Même de nos jours, certains apiculteurs prétendent que leur souche d’abeilles se serait acclimatée. Mais ces personnes ne se rendent pas compte du fait que dans de tels cas, au fil des années, c’est une adaptation génétique qui entre en ligne de compte, provoquée par la sélection des individus les plus capables dans les conditions spécifiques de l’environnement. Grâce à la sélection ciblée et discriminatoire, l’éleveur moderne a des possibilités qui sont depuis toujours quasiment interdites à la Nature.
Mentionnons encore un autre aspect des choses. Il circule l’hypothèse que telle souche d’abeilles ne pourrait faire ses preuves sans une adaptation et une acclimatation préalables. Mais nous avons des preuves absolues pour réfuter sans aucune hésitation ces hypothèses. Il y a quelques années au Minnesota (U.S.A.) les milieux scientifiques avaient entrepris des comparaisons entre six souches d’élevage. Chaque lot d’expérience comprenait 10 ruches. Indépendamment du rendement en miel, on a pu relever un certain nombre d’autres qualités. Selon les publications officielles, c’est la souche importée qui s’est avérée non seulement la plus productive, mais aussi la meilleure sur d’autres points. Une expérimentation semblable réalisée au Proche-Orient a donné des résultats analogues. Lors d’essais dans le grand Nord, non loin du cercle polaire, la même souche s’est révélée supérieure à l’abeille adaptée et autochtone. Il a toujours été admis jusqu’à nos jours que les très grands rendements ne pouvaient se faire qu’au Canada ou en Australie. Cette hypothèse n’est également plus vraie. Les rendements record démontrent ce qu’une ruche en bonne disposition peut réaliser. Ils démontrent en même temps que nous n’avons, de loin, pas épuisé toutes nos possibilités d’élevage. Seuls des rendements maximums durant une série d’années, en relation avec des frais et pertes de temps minimum, déterminent la rentabilité d’une exploitation apicole.

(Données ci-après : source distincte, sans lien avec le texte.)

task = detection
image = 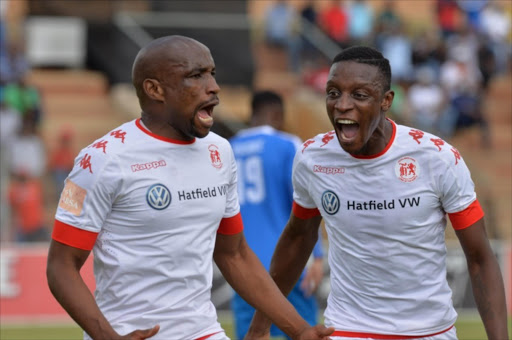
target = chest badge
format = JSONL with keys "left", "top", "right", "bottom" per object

{"left": 146, "top": 184, "right": 171, "bottom": 210}
{"left": 396, "top": 156, "right": 419, "bottom": 182}
{"left": 208, "top": 144, "right": 223, "bottom": 169}
{"left": 322, "top": 190, "right": 340, "bottom": 215}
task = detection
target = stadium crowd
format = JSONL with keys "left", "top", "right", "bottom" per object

{"left": 264, "top": 0, "right": 511, "bottom": 144}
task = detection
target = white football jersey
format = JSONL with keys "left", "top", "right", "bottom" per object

{"left": 293, "top": 120, "right": 483, "bottom": 336}
{"left": 54, "top": 119, "right": 241, "bottom": 340}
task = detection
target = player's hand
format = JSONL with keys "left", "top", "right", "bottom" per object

{"left": 120, "top": 324, "right": 160, "bottom": 339}
{"left": 300, "top": 258, "right": 323, "bottom": 297}
{"left": 293, "top": 325, "right": 334, "bottom": 340}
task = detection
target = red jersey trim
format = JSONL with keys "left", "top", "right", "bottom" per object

{"left": 218, "top": 212, "right": 244, "bottom": 235}
{"left": 293, "top": 201, "right": 320, "bottom": 219}
{"left": 351, "top": 118, "right": 396, "bottom": 159}
{"left": 195, "top": 331, "right": 222, "bottom": 340}
{"left": 135, "top": 118, "right": 195, "bottom": 145}
{"left": 332, "top": 325, "right": 453, "bottom": 339}
{"left": 52, "top": 220, "right": 98, "bottom": 250}
{"left": 448, "top": 199, "right": 484, "bottom": 230}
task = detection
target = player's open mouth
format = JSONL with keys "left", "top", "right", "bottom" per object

{"left": 336, "top": 119, "right": 359, "bottom": 141}
{"left": 197, "top": 104, "right": 215, "bottom": 128}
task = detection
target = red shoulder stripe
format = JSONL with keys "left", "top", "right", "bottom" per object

{"left": 448, "top": 200, "right": 484, "bottom": 230}
{"left": 52, "top": 220, "right": 98, "bottom": 250}
{"left": 217, "top": 212, "right": 243, "bottom": 235}
{"left": 292, "top": 201, "right": 320, "bottom": 219}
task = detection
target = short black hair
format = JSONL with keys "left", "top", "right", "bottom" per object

{"left": 332, "top": 46, "right": 392, "bottom": 91}
{"left": 251, "top": 90, "right": 283, "bottom": 114}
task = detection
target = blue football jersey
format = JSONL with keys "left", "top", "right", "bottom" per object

{"left": 230, "top": 125, "right": 322, "bottom": 270}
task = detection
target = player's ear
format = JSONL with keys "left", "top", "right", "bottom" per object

{"left": 381, "top": 89, "right": 394, "bottom": 112}
{"left": 143, "top": 78, "right": 165, "bottom": 102}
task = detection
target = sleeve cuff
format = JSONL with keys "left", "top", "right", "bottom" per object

{"left": 218, "top": 212, "right": 244, "bottom": 235}
{"left": 448, "top": 200, "right": 485, "bottom": 230}
{"left": 292, "top": 201, "right": 320, "bottom": 219}
{"left": 52, "top": 220, "right": 98, "bottom": 250}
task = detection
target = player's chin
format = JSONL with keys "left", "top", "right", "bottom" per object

{"left": 338, "top": 139, "right": 362, "bottom": 155}
{"left": 193, "top": 128, "right": 211, "bottom": 139}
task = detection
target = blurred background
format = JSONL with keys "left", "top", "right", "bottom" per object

{"left": 0, "top": 0, "right": 510, "bottom": 339}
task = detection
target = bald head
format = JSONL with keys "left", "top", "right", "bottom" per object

{"left": 131, "top": 35, "right": 210, "bottom": 104}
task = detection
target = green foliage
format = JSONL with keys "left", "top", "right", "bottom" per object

{"left": 1, "top": 315, "right": 511, "bottom": 340}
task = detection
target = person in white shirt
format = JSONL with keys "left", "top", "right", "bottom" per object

{"left": 247, "top": 45, "right": 508, "bottom": 340}
{"left": 46, "top": 35, "right": 334, "bottom": 340}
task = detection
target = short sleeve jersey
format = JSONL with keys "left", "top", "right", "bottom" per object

{"left": 53, "top": 119, "right": 241, "bottom": 340}
{"left": 292, "top": 120, "right": 483, "bottom": 336}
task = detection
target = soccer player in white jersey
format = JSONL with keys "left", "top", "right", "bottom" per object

{"left": 247, "top": 46, "right": 508, "bottom": 340}
{"left": 46, "top": 35, "right": 334, "bottom": 340}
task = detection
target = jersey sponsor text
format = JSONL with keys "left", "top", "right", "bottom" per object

{"left": 178, "top": 185, "right": 228, "bottom": 201}
{"left": 59, "top": 180, "right": 87, "bottom": 216}
{"left": 347, "top": 197, "right": 420, "bottom": 210}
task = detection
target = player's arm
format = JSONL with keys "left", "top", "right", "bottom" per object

{"left": 455, "top": 217, "right": 508, "bottom": 340}
{"left": 245, "top": 212, "right": 324, "bottom": 339}
{"left": 47, "top": 238, "right": 159, "bottom": 340}
{"left": 213, "top": 224, "right": 332, "bottom": 340}
{"left": 300, "top": 230, "right": 324, "bottom": 297}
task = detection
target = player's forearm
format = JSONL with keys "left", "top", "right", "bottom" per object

{"left": 47, "top": 265, "right": 118, "bottom": 339}
{"left": 268, "top": 224, "right": 318, "bottom": 295}
{"left": 246, "top": 227, "right": 318, "bottom": 338}
{"left": 467, "top": 255, "right": 508, "bottom": 340}
{"left": 216, "top": 244, "right": 309, "bottom": 338}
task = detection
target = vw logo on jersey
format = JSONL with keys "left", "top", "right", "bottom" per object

{"left": 146, "top": 184, "right": 171, "bottom": 210}
{"left": 321, "top": 190, "right": 340, "bottom": 215}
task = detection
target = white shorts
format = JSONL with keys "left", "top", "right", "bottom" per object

{"left": 330, "top": 326, "right": 457, "bottom": 340}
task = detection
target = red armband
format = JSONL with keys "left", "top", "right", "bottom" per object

{"left": 217, "top": 212, "right": 243, "bottom": 235}
{"left": 448, "top": 200, "right": 484, "bottom": 230}
{"left": 292, "top": 201, "right": 320, "bottom": 219}
{"left": 52, "top": 220, "right": 98, "bottom": 250}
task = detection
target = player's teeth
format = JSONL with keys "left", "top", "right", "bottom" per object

{"left": 337, "top": 119, "right": 356, "bottom": 124}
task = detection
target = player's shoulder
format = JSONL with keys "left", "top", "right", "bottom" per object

{"left": 74, "top": 120, "right": 137, "bottom": 170}
{"left": 394, "top": 122, "right": 462, "bottom": 166}
{"left": 298, "top": 130, "right": 337, "bottom": 154}
{"left": 203, "top": 131, "right": 233, "bottom": 149}
{"left": 81, "top": 120, "right": 135, "bottom": 156}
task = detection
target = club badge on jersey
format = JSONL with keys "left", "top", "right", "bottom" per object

{"left": 395, "top": 156, "right": 419, "bottom": 183}
{"left": 208, "top": 144, "right": 223, "bottom": 169}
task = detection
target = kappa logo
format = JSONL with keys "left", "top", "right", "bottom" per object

{"left": 146, "top": 184, "right": 171, "bottom": 210}
{"left": 208, "top": 144, "right": 222, "bottom": 169}
{"left": 131, "top": 160, "right": 167, "bottom": 172}
{"left": 395, "top": 156, "right": 419, "bottom": 182}
{"left": 314, "top": 165, "right": 345, "bottom": 175}
{"left": 321, "top": 190, "right": 340, "bottom": 215}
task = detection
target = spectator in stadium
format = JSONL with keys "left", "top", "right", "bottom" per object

{"left": 46, "top": 35, "right": 334, "bottom": 340}
{"left": 407, "top": 66, "right": 457, "bottom": 139}
{"left": 48, "top": 126, "right": 76, "bottom": 202}
{"left": 263, "top": 0, "right": 301, "bottom": 73}
{"left": 2, "top": 78, "right": 43, "bottom": 124}
{"left": 317, "top": 0, "right": 349, "bottom": 48}
{"left": 247, "top": 45, "right": 508, "bottom": 340}
{"left": 8, "top": 169, "right": 48, "bottom": 242}
{"left": 346, "top": 0, "right": 374, "bottom": 46}
{"left": 9, "top": 112, "right": 46, "bottom": 180}
{"left": 229, "top": 90, "right": 324, "bottom": 340}
{"left": 436, "top": 0, "right": 461, "bottom": 39}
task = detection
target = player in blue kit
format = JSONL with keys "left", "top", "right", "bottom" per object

{"left": 229, "top": 90, "right": 324, "bottom": 339}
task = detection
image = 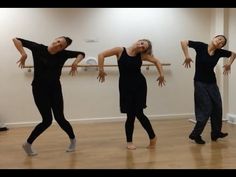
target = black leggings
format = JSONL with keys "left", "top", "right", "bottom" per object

{"left": 27, "top": 82, "right": 75, "bottom": 144}
{"left": 125, "top": 109, "right": 155, "bottom": 142}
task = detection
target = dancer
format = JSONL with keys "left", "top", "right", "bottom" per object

{"left": 181, "top": 35, "right": 236, "bottom": 144}
{"left": 13, "top": 36, "right": 85, "bottom": 155}
{"left": 97, "top": 39, "right": 165, "bottom": 149}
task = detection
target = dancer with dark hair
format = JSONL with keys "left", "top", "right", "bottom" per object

{"left": 13, "top": 36, "right": 85, "bottom": 155}
{"left": 181, "top": 35, "right": 236, "bottom": 144}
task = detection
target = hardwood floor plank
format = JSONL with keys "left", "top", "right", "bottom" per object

{"left": 0, "top": 119, "right": 235, "bottom": 169}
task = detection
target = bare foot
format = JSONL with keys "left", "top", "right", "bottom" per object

{"left": 127, "top": 143, "right": 136, "bottom": 150}
{"left": 147, "top": 136, "right": 157, "bottom": 149}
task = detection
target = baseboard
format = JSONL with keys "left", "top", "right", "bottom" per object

{"left": 188, "top": 117, "right": 229, "bottom": 124}
{"left": 5, "top": 113, "right": 195, "bottom": 128}
{"left": 227, "top": 114, "right": 236, "bottom": 124}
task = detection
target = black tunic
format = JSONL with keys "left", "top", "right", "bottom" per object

{"left": 118, "top": 48, "right": 147, "bottom": 113}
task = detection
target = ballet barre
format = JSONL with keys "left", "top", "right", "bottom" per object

{"left": 23, "top": 63, "right": 171, "bottom": 72}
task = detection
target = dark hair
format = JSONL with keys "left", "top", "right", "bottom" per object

{"left": 214, "top": 35, "right": 227, "bottom": 47}
{"left": 59, "top": 36, "right": 72, "bottom": 47}
{"left": 139, "top": 39, "right": 153, "bottom": 55}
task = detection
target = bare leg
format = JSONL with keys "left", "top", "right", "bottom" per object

{"left": 146, "top": 136, "right": 157, "bottom": 149}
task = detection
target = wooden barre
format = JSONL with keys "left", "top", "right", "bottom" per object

{"left": 23, "top": 63, "right": 171, "bottom": 69}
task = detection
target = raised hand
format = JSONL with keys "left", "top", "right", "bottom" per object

{"left": 69, "top": 63, "right": 78, "bottom": 76}
{"left": 182, "top": 58, "right": 193, "bottom": 68}
{"left": 97, "top": 70, "right": 107, "bottom": 83}
{"left": 223, "top": 64, "right": 231, "bottom": 75}
{"left": 16, "top": 54, "right": 27, "bottom": 68}
{"left": 157, "top": 76, "right": 166, "bottom": 87}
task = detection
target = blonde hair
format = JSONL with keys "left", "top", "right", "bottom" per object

{"left": 139, "top": 39, "right": 153, "bottom": 55}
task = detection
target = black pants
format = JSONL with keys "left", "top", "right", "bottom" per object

{"left": 190, "top": 81, "right": 223, "bottom": 137}
{"left": 125, "top": 109, "right": 155, "bottom": 142}
{"left": 27, "top": 81, "right": 75, "bottom": 144}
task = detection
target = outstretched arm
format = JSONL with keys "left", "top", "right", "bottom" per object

{"left": 223, "top": 51, "right": 236, "bottom": 75}
{"left": 12, "top": 38, "right": 27, "bottom": 68}
{"left": 142, "top": 54, "right": 166, "bottom": 87}
{"left": 69, "top": 53, "right": 85, "bottom": 76}
{"left": 97, "top": 47, "right": 122, "bottom": 83}
{"left": 180, "top": 40, "right": 193, "bottom": 68}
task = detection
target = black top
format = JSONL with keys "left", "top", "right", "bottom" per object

{"left": 118, "top": 48, "right": 147, "bottom": 113}
{"left": 188, "top": 40, "right": 231, "bottom": 84}
{"left": 17, "top": 38, "right": 85, "bottom": 85}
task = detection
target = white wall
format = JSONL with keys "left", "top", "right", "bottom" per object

{"left": 227, "top": 8, "right": 236, "bottom": 123}
{"left": 0, "top": 8, "right": 212, "bottom": 126}
{"left": 210, "top": 8, "right": 229, "bottom": 120}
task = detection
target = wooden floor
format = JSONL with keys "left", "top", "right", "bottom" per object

{"left": 0, "top": 118, "right": 236, "bottom": 169}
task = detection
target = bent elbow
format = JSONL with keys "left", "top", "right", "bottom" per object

{"left": 98, "top": 53, "right": 104, "bottom": 59}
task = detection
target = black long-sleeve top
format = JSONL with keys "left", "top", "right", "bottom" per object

{"left": 188, "top": 40, "right": 231, "bottom": 83}
{"left": 17, "top": 38, "right": 85, "bottom": 85}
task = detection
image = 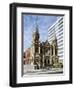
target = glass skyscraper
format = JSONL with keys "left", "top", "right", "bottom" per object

{"left": 48, "top": 17, "right": 64, "bottom": 63}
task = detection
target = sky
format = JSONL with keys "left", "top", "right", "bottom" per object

{"left": 22, "top": 14, "right": 60, "bottom": 52}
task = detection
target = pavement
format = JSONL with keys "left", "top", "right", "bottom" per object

{"left": 23, "top": 68, "right": 63, "bottom": 75}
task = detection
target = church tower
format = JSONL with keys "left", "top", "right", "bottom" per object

{"left": 32, "top": 17, "right": 41, "bottom": 69}
{"left": 32, "top": 25, "right": 40, "bottom": 53}
{"left": 34, "top": 27, "right": 40, "bottom": 54}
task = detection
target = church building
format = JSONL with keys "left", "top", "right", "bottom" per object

{"left": 31, "top": 25, "right": 60, "bottom": 70}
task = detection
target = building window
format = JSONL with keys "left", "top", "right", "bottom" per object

{"left": 58, "top": 32, "right": 63, "bottom": 36}
{"left": 58, "top": 25, "right": 63, "bottom": 29}
{"left": 58, "top": 18, "right": 63, "bottom": 22}
{"left": 58, "top": 29, "right": 63, "bottom": 33}
{"left": 57, "top": 36, "right": 63, "bottom": 40}
{"left": 58, "top": 21, "right": 63, "bottom": 26}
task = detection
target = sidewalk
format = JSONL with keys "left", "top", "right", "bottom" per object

{"left": 23, "top": 68, "right": 63, "bottom": 75}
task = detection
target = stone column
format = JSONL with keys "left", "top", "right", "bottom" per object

{"left": 50, "top": 45, "right": 52, "bottom": 65}
{"left": 42, "top": 55, "right": 45, "bottom": 68}
{"left": 53, "top": 45, "right": 55, "bottom": 56}
{"left": 39, "top": 45, "right": 40, "bottom": 54}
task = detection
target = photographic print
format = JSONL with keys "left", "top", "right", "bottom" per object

{"left": 22, "top": 14, "right": 63, "bottom": 76}
{"left": 10, "top": 3, "right": 72, "bottom": 87}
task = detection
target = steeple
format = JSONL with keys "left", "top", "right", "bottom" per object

{"left": 35, "top": 16, "right": 39, "bottom": 40}
{"left": 32, "top": 16, "right": 40, "bottom": 43}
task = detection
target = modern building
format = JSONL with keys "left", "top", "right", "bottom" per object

{"left": 48, "top": 17, "right": 64, "bottom": 63}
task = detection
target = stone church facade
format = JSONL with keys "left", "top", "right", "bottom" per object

{"left": 30, "top": 26, "right": 60, "bottom": 70}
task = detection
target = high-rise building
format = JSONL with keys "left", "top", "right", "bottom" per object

{"left": 48, "top": 17, "right": 64, "bottom": 63}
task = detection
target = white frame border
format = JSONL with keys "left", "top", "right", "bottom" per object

{"left": 16, "top": 7, "right": 70, "bottom": 84}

Nous faisons abstraction de l’adaptation génétiquement conditionnée. Il est possible de l’influencer par un élevage sélectif et orientable selon les nécessités. Les résultats de ce travail sont d’ailleurs souvent confondus avec l’acclimatation. Il est par contre impératif de parler brièvement de l’adaptation de l’abeille aux conditions de situation et de vie qui sont les siennes. Cette merveilleuse possibilité avec laquelle l’abeille maîtrise, à peu de chose près, toutes les éventualités, me remplit toujours d’étonnement. En vérité, le formidable attrait qu’exerce sur nous l’abeille est largement motivé par ces facultés.
Il ne s’agit là nullement d’une possibilité héréditaire et spécifique, mais d’une disposition générale qui appartient à l’essence même de l’abeille. Elle a une capacité « tous azimuts » qui lui permet de s’accommoder à presque toutes les situations et conditions d’environnement. Elle peut par exemple s’adapter à toutes les conditions d’habitation, c’est-à-dire forme, grandeur, matière, construction, etc. … Toutefois, elle a souvent bien plus de peine à s’accommoder des interventions irréfléchies de la part de l’apiculteur. Chaque fois que ces interventions dépassent sa possibilité d’adaptation, sa force vitale défaille et la conséquence est la mort de la ruche. Notamment, si elle ne peut redresser la situation avant le début de l’hiver. L’abeille ne peut se défendre contre les interventions et les traitements contrariants, alors que cette défense existe couramment dans le reste du monde animal. Sans aucun doute, c’est le devoir le plus urgent pour chaque apiculteur de prendre conscience des particularités spécifiques et des nécessités essentielles de l’abeille.
Une acclimatation, une accoutumance, un endurcissement, qui sont généralement considérés comme indispensables, s’avèrent dans les faits, chez l’abeille, comme contraires à la Nature. Toute activité ne correspondant pas à ses possibilités normales entraîne une perte de ses forces vitales. Il y a déjà plus de 70 ans de cela, mon maître en apiculture m’avait rendu attentif à cette réalité.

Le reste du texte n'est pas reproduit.